European Parliament committee adopts Dalli’s 45% car emissions cut proposal

The proposal was fiercely opposed by car manufactures and other industry players

The European Parliament’s environment committee on Monday adopted a piece of legislation piloted by Labour MEP Miriam Dalli that will look to decrease CO2 emissions from cars and vans by 45% across the EU.

The legislation will set emissions targets from new passenger cars and light commercial vehicles to be achieved by 2030. At 45%, the emissions target adopted by the committee is significanly higher than the 30% originally proposed by the European Commission. 

Contacted by MaltaToday after the vote, Dalli said she was extremely satisfied with the result.

“The odds were stacked against my legislative proposal with  heavy lobbying from the car industry against a reduction in CO2 emissions,” she said.

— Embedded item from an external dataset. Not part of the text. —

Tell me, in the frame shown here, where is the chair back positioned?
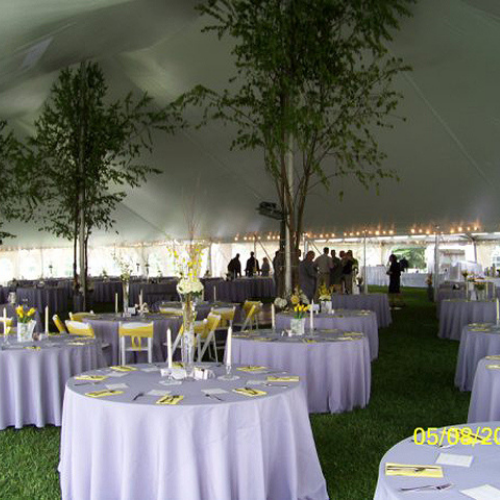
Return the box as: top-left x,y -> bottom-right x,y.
69,311 -> 95,323
52,314 -> 68,333
66,320 -> 95,338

“Giving in to these demands would have meant another setback for our citizens, their health and the environment.”

The result, she said was the result of “tough negotiations, compromise  and persuasion”.  

Dalli submitted her proposals amidst intensive lobbying from car manufacturers and industry players including workers’ representatives who fear job losses if it were to be accepted.

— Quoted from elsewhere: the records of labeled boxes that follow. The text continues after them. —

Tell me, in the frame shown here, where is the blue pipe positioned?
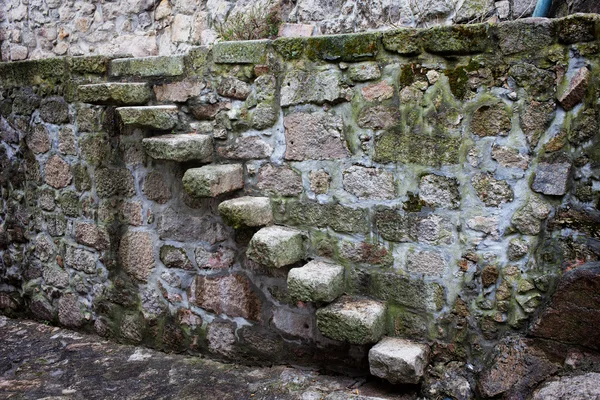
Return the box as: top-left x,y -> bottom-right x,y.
532,0 -> 552,17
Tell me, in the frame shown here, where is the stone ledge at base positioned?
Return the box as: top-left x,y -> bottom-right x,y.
317,296 -> 386,344
116,106 -> 178,131
369,337 -> 429,384
142,133 -> 213,163
287,261 -> 344,302
183,164 -> 244,197
246,226 -> 304,268
218,196 -> 273,228
77,83 -> 152,106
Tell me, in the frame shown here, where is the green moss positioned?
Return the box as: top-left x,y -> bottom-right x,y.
305,33 -> 380,62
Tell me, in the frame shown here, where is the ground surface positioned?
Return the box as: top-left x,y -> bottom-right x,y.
0,316 -> 416,400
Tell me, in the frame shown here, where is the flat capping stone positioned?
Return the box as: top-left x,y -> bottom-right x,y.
305,32 -> 381,62
212,39 -> 271,64
110,56 -> 184,77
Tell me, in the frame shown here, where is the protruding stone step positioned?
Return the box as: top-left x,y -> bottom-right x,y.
77,83 -> 152,106
287,261 -> 344,302
246,226 -> 304,268
219,196 -> 273,228
110,56 -> 184,76
142,133 -> 213,163
369,337 -> 429,384
317,296 -> 385,344
117,106 -> 178,131
183,164 -> 244,197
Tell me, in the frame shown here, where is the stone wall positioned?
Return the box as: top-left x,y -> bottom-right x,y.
0,0 -> 600,61
0,15 -> 600,397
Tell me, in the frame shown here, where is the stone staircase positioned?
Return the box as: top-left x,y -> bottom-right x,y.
78,57 -> 429,383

In addition to a 45% emission reduction target, the report also proposes the introduction of testing of real-world CO2 emissions, rules on the reporting of data from fuel consumption meters and a revision of the car-labeling directive to provide consumers with accurate and comparable information on fuel consumption, CO2 emissions and air pollutant emissions of cars and vans.

The legislation will now be put to a vote during a plenary session of the European Parliament in the coming months for Dalli to have a mandate to start negotiations with the European Commission and the Council of the European Union.